Un reportaje recorre joyerías de Avenida Corrientes y muestra tasaciones de joyas, relojes y oro que alcanzan hasta 15 millones de pesos, pagados en efectivo, dólares o transferencias, para clientes con diversas necesidades como viajes, bodas o emprendimientos.
En Joyería El Tazador, una abuela tazó una cruz con amatista, pirotita y topacios en 4.500.000 pesos para sorprender a sus nietas con un viaje, recibiendo dólares. Otro cliente compró una moneda mexicana para su hija de nueve años y consultó lingotes desde 1 gramo. Una novia vendió un collar Art Nouveau restaurado del siglo XIX y un anillo de platino por 1.900.000 pesos rumbo a Dubái de luna de miel.
En Leiva Joyas, una mujer separada obtuvo cotización por un prendedor de 1920 con brillantes, una carcasa de reloj a medida y oro coloreado como indemnización personal. Matías vendió un Rolex Oyster vintage, alianzas Bulgari y una cadena de orfebrería por 15.944.500 pesos para odontología y un corto cinematográfico. Un coleccionista tasó un Rolex incompleto, anillo con esmeralda, cadena y brillante grande en 12.900.000 pesos para importar juguetes antiguos.

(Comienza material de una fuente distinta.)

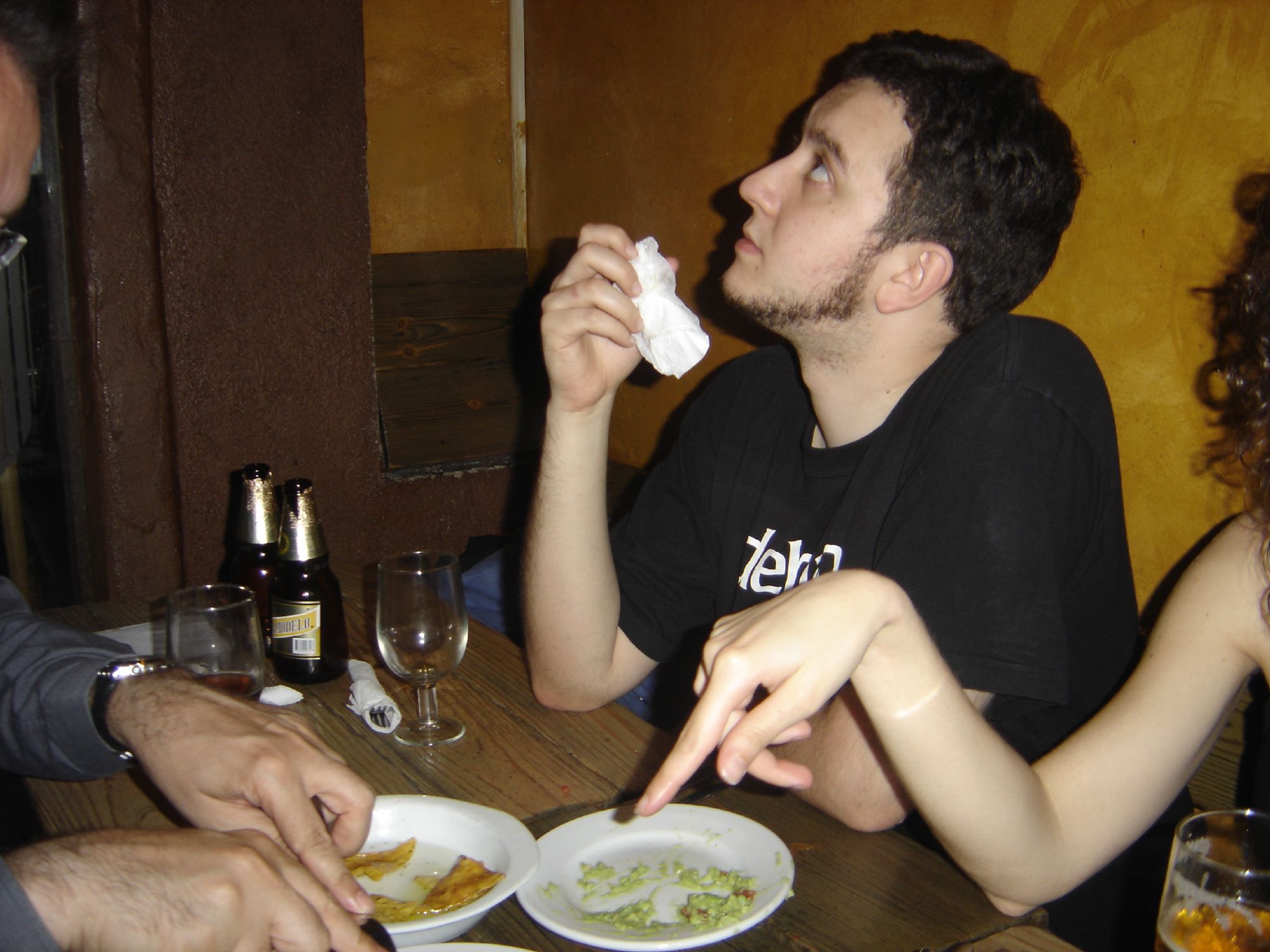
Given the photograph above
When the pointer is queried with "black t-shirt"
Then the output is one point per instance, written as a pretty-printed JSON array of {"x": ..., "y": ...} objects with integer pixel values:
[{"x": 991, "y": 494}]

El informe destaca precios internacionales, atención cálida y opciones seguras, intercalando historias como las joyas de Elizabeth Taylor y René Lalique, inventor de la joyería moderna con piezas inspiradas en la naturaleza.
Clientes destacan la confianza, rapidez y buenos precios, concluyendo que cada uno compare para vender al mejor valor.